Exchange 2010 is a different beast (no single instance storage and page zeroing on by default). Worst case if you run it daily, you should be able to recover your change rate, and after more definite testing with RTM bits, we may see more. Expect guidance for Exchange 2010 soon.
All the customer data we have seen alignes with what Rob has said. In a 2003/2007 environment we don't see over 10%. With that type of return it really doesn't buy you anything.
As far as Exchange 2010 is concerned, Andrew is correct there is no more SIS, there are also some additional features that may possibly result in better numbers dedupe which may provide a much better return.
Has anyone here tested ASIS behavior on "majority whitespace" edb files?
Our scenario: two years ago we were doing zero spam filtering (well, technically we tag+forwarded all spam, which was only 50% or so effective). Today we are rejecting 88% of all incoming messages. Our 4TB .edb files only produce about 750GB worth of backup data. Our assumption is that the discrepancy is mostly wasted space as customers receive and retain much fewer mail (we remove unchanged objects on a specific policy that varies from group to group, point being is no one can retain their mail in their primary inbox forever).
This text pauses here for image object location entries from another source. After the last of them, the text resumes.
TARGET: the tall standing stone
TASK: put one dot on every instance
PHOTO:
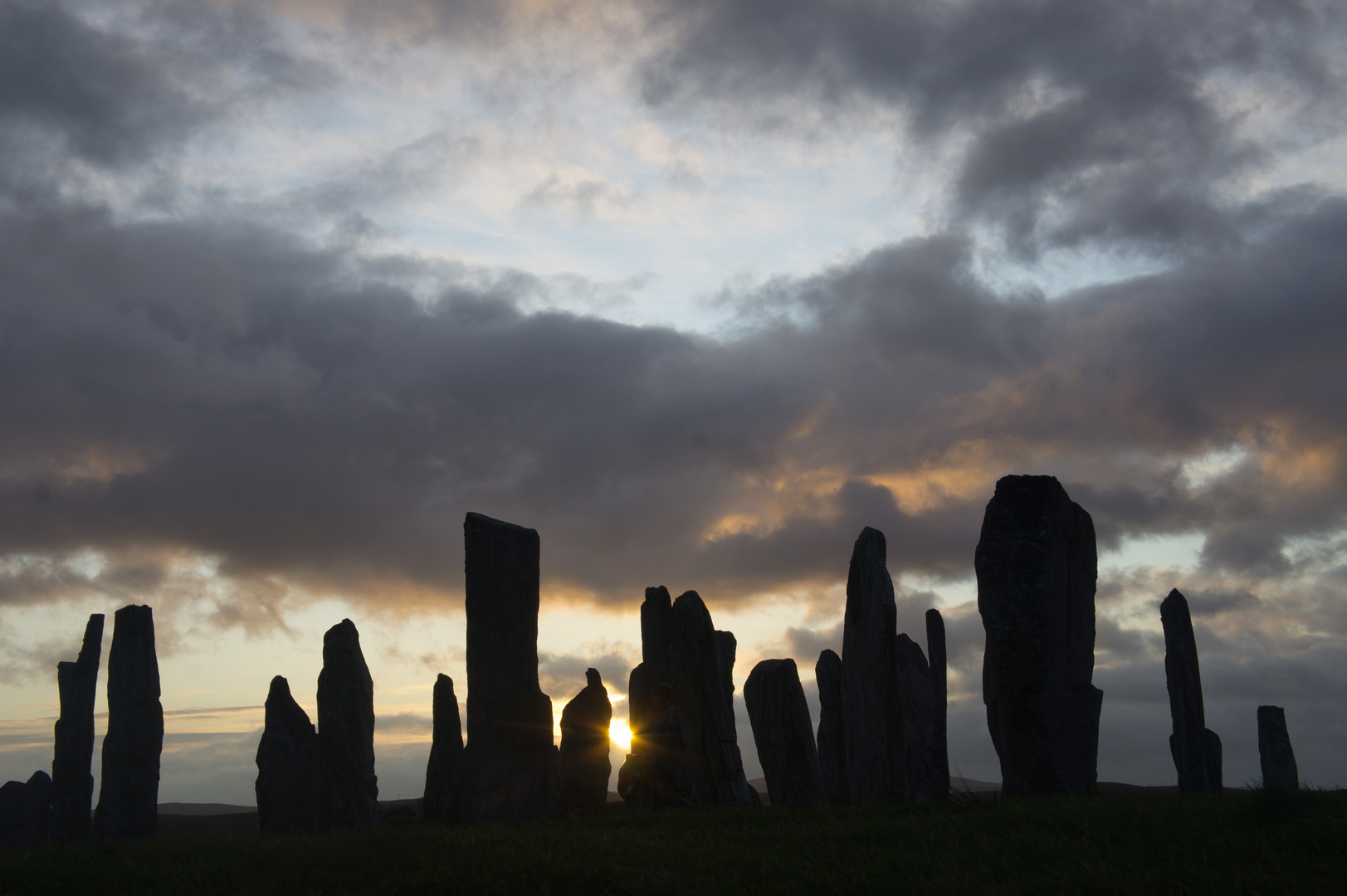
(445, 749)
(71, 777)
(1275, 753)
(784, 734)
(1036, 585)
(128, 794)
(827, 673)
(510, 770)
(1195, 748)
(939, 684)
(585, 744)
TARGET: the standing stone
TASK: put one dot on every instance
(128, 794)
(25, 811)
(940, 743)
(585, 744)
(784, 734)
(1195, 748)
(445, 749)
(290, 766)
(71, 777)
(1036, 585)
(827, 673)
(1275, 753)
(510, 770)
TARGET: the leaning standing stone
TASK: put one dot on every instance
(128, 794)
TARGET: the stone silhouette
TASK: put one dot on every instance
(445, 749)
(510, 770)
(25, 811)
(939, 684)
(784, 734)
(585, 744)
(71, 777)
(1195, 748)
(1036, 584)
(128, 796)
(827, 673)
(1275, 753)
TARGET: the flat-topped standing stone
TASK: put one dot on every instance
(128, 796)
(1036, 584)
(827, 673)
(445, 748)
(71, 779)
(784, 734)
(1275, 753)
(1195, 748)
(871, 725)
(940, 743)
(510, 770)
(585, 744)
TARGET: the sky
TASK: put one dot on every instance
(696, 290)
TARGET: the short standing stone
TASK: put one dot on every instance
(585, 744)
(1036, 587)
(784, 734)
(1275, 753)
(128, 796)
(71, 779)
(1195, 748)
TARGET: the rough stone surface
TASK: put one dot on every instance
(939, 684)
(510, 768)
(585, 744)
(445, 749)
(1195, 748)
(71, 762)
(25, 811)
(784, 734)
(1036, 584)
(827, 673)
(1275, 753)
(128, 796)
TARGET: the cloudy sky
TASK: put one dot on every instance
(694, 289)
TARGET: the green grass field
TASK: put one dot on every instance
(1241, 842)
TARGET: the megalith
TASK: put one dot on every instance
(447, 747)
(784, 734)
(1195, 748)
(1036, 569)
(71, 762)
(585, 744)
(827, 673)
(1275, 753)
(128, 794)
(510, 768)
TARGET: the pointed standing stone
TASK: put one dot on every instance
(71, 777)
(784, 734)
(1195, 748)
(510, 768)
(1036, 585)
(128, 794)
(1275, 753)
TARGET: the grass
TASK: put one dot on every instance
(1247, 842)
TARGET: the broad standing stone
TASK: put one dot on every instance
(128, 796)
(1275, 753)
(1195, 748)
(1036, 584)
(585, 744)
(445, 748)
(784, 734)
(827, 673)
(940, 744)
(71, 779)
(510, 770)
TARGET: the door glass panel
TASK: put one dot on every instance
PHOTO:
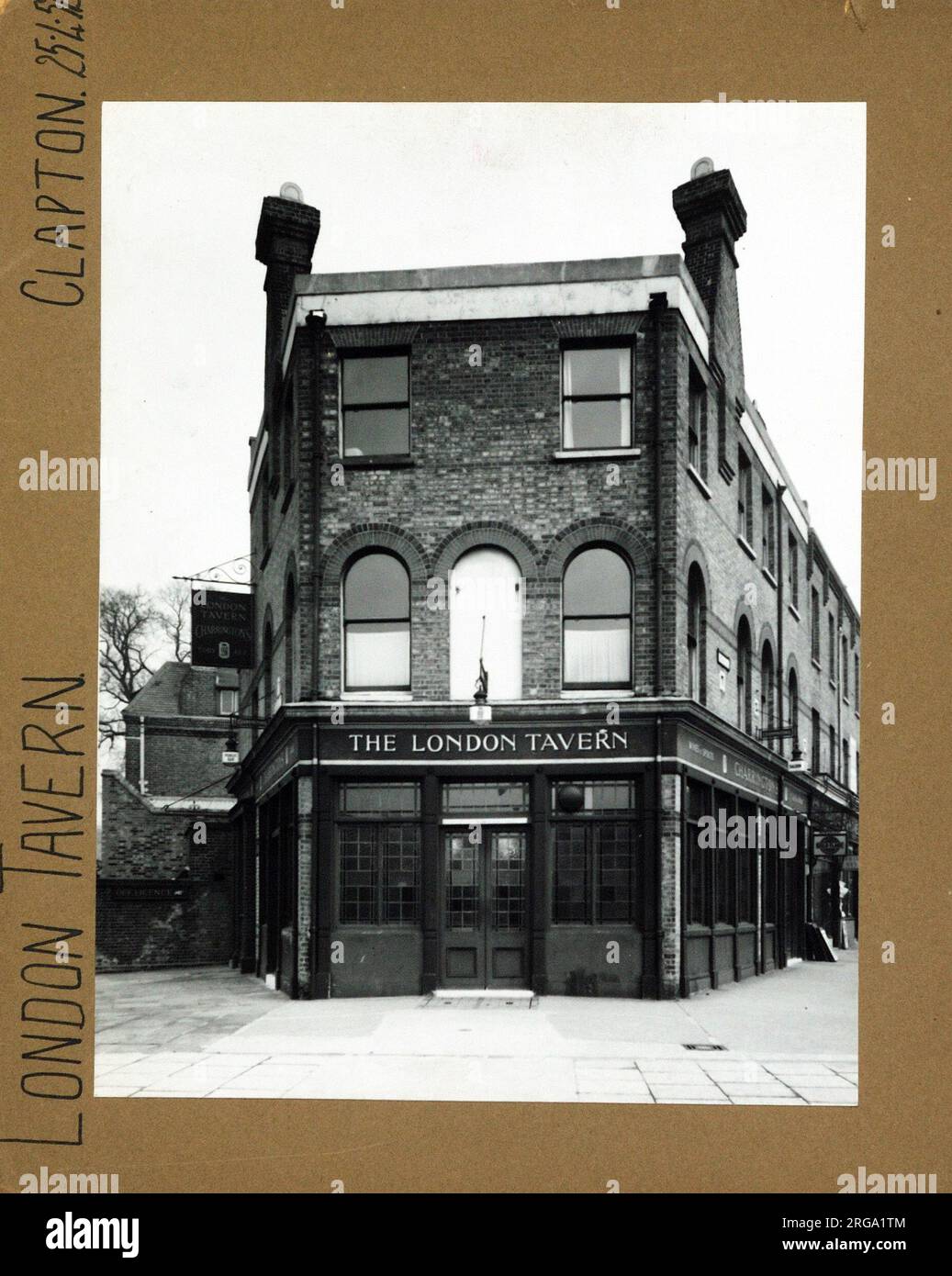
(508, 880)
(462, 882)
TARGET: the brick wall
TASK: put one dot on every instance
(140, 846)
(180, 756)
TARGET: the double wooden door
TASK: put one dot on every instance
(485, 907)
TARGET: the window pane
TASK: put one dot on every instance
(485, 799)
(368, 799)
(378, 655)
(357, 844)
(598, 651)
(508, 867)
(462, 877)
(598, 795)
(614, 887)
(401, 874)
(571, 864)
(598, 372)
(376, 431)
(376, 588)
(376, 379)
(598, 583)
(485, 582)
(598, 424)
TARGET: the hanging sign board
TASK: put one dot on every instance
(833, 845)
(222, 629)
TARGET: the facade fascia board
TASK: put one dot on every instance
(612, 295)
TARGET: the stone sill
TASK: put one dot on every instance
(594, 453)
(700, 483)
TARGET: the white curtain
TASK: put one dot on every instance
(485, 582)
(378, 655)
(596, 652)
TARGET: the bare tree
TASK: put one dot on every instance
(174, 606)
(129, 631)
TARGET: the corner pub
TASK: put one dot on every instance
(533, 594)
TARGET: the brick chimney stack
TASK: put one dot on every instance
(713, 218)
(287, 231)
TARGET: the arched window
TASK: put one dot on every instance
(487, 598)
(376, 624)
(697, 637)
(745, 677)
(767, 692)
(792, 694)
(290, 619)
(267, 667)
(596, 621)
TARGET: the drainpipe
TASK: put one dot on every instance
(656, 307)
(781, 489)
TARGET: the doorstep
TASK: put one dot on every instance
(510, 994)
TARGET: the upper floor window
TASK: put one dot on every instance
(228, 700)
(287, 432)
(596, 397)
(697, 442)
(745, 677)
(596, 621)
(745, 498)
(376, 624)
(267, 669)
(290, 615)
(767, 692)
(487, 599)
(814, 624)
(844, 669)
(696, 633)
(375, 405)
(856, 681)
(768, 533)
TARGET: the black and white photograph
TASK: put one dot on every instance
(480, 601)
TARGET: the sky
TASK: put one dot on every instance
(403, 185)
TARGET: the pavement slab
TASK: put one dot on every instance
(789, 1039)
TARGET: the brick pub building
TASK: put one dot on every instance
(163, 890)
(533, 594)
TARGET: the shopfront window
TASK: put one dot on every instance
(595, 857)
(746, 867)
(378, 855)
(485, 799)
(596, 627)
(725, 869)
(376, 624)
(697, 804)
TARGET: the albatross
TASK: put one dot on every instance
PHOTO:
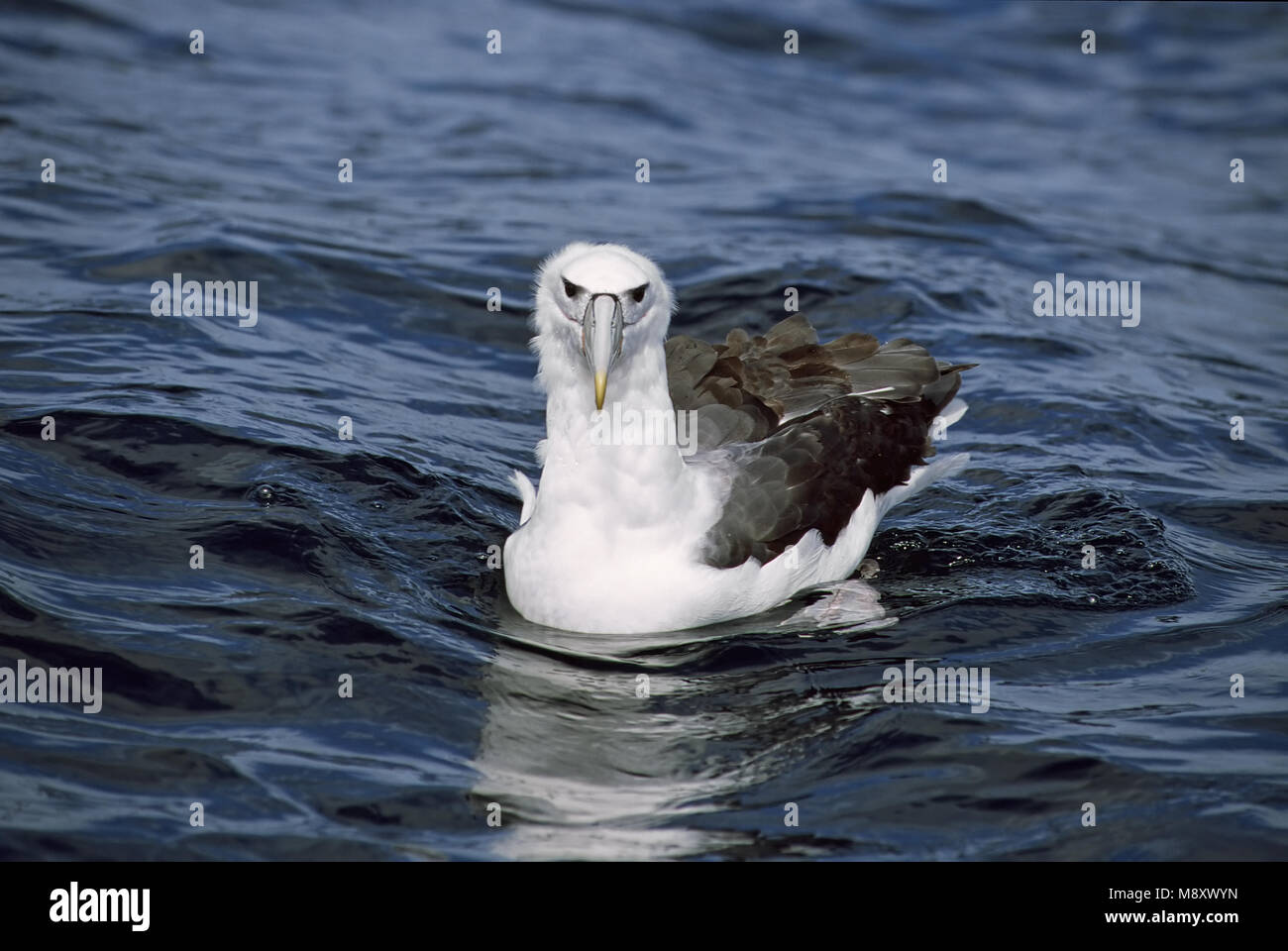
(798, 451)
Could netapp deduplication reduce our storage allocation closer to actual utilization?
This is a challenging question to answer as typically people defragment the Exchange environment (from within Exchange) resulting in the data being spread across the edb file, or so I am told. So it would be hard to judge how much whitespace there would be within the file that could be deduped. As previously said the savings we have see are around the 10-12% mark, but there is about a 5-7% metadata overhead so the net savings could be below 10% (assuming metadata isn't included in the initial percentage). What you could try is getting help from a friendly local SE or Partner and get Flexclone, if you Flexclone the volume and run dedupe on this clone you should see the actual saving you would see on the real volume. Once the test is done you could trash the Flexclone without effecting the primary data. This would of course take resources to run so worth doing during a nice quiet time.
Something else to consider is what would dedupe give you? It may well be the the number of spindles you have are there to deliver the IO requirements of Exchange, so freeing up space couldn't be used by another application, but you could of course use the free space for Snapshots.